I have seventeen cousins and various aunts and uncles and Brandi has relatives too, but we have hardly spoken to any of them since I deserted the army. With the exception of my mother and my brother, most of them are scandalized by what we have done. I believe they fear they'll have trouble with the law if they talk to us, and so have written us out of the family. Brandi and I lost more than just our country when we came with our children across the border at Niagara Falls, New York. We lost our families too.

* * *

Brandi and I agree that it was love at first sight. We were inseparable from the day we met. Within two weeks we made plans to get married. We wanted to have a decent wedding, but we couldn't save enough to pay for it.

Brandi and I took an apartment together after I graduated from high school. We worked at every imaginable kind of job. Wherever we went, Brandi worked as a waitress and I held down jobs as a welder, general laborer, roofer, cook, salesperson, or pizza delivery man. I usually made about $7 or $8 an hour.

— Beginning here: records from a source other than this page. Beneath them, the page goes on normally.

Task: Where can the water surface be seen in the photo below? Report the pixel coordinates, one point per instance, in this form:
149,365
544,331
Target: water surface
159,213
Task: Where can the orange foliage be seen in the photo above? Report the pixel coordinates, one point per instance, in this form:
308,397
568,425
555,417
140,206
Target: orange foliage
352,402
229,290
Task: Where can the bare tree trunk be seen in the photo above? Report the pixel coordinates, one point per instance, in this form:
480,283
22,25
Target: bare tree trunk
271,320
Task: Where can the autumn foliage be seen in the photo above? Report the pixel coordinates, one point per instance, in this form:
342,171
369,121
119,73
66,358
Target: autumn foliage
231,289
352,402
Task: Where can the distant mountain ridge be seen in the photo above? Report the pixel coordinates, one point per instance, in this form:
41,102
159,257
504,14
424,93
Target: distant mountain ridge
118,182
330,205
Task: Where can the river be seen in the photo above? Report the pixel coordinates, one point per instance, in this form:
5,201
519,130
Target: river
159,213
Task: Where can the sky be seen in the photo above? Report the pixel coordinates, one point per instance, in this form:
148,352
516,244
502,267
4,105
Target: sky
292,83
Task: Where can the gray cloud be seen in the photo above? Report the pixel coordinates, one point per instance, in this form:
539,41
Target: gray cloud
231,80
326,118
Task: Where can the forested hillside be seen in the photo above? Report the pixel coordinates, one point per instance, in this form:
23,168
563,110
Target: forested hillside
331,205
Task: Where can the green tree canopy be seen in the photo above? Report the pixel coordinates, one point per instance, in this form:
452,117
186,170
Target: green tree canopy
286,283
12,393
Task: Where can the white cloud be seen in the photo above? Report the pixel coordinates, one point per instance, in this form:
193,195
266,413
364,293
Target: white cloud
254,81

We moved all the time in search of better jobs and better pay. When things got too hard in Guthrie, we tried our luck in Oklahoma City. Then we tried Madison, Wisconsin. And then we moved back to Oklahoma City.

Zackary, the first of our children, arrived in 1998 when we were both twenty. In February 1999, Brandi and I gave up on our dreams for a family wedding and eloped to Arkansas. We were married by a justice of the peace. We had a crowd of four: Zackary, Brandi's sister, and her father and stepmother. Brandi's folks took care of Zackary during our one-night honeymoon. We stayed in a hotel in Muskogee, Oklahoma, and ordered in pizza for dinner.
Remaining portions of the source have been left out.